One book — “Fight your Ticket and Win in California” by David Wayne Brown — seems state-specific enough and up to date. Just make sure you’re reading the latest edition.

One thing from that book that works for me is asking to have your case heard by a real judge. You have a right to that — a traffic court “judge” is just a lawyer appointed as a commissioner.

Once you get that appointment, the law enforcement officer who gave you a ticket has to show up in real, nontraffic court on a day that’s not designated specifically for his or her department, which lets them show up at traffic court during their regular work hours (Santa Cruz Police’s day is Tuesday, the California Highway Patrol’s is Thursday, etc.). It gets even worse for them when the appointment is on a day off: Most police departments won’t pay overtime for such an appearance, so officers have to go on their own time — and that seldom happens.

Once you go that route, extra administrative costs make the state and county lose money on your case — thus beating the morally questionable revenue-collecting aim of excessive traffic law enforcement.

• Lucjan Szewczyk, the Press-Banner’s photographer, is a part-time cab driver who commutes to Scotts Valley from San Jose.
comments (2)
« Lucjan wrote on Monday, Mar 01 at 01:48 PM »
If you go to this web site: http://www.santacruzcourt.org/Rules/index.htm

on the bottom is a link to PDF document 'Judicial Assignments 2010', and it differentiates between judges and commissioners.

Kim Baskett is listed as a commisioner.
« Bruce G wrote on Friday, Feb 26 at 02:00 PM »
I just finished going through with my ticket in Santa Cruz Traffic Court.

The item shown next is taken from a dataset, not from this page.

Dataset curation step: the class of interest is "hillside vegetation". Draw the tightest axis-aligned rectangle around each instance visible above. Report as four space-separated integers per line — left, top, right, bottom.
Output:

My choice of days and times to enter a plea and for trial was on Thursdays only at either 8:30 am or 1:30 pm.

The cops that showed up, (there were 4 or 5 people who had there case dismissed because the cop didn't show up), were Santa Cruz Sheriffs, CHP, and SCSU cops. When there names were called they all stated if they were on duty and what shift they worked. The judge then called defendants based on this. Grave yard first, then off duty, etc.

So maybe the traffic court dates have been changed since you last went.

Also I believe that the judge in the traffic court is a real Santa Cruz judge and not a commissioner. Her name is Kim Bassett (?) (I might be spelling her name incorrectly), and from what I read on the SC Court web sight, SC judges rotate through their different departments including the traffic court. (In San Jose there are commissioners and I can't remember the name of the RUDE commissioner I was in front of a few years ago).

Anyway that's what I just experienced, for whatever it's worth.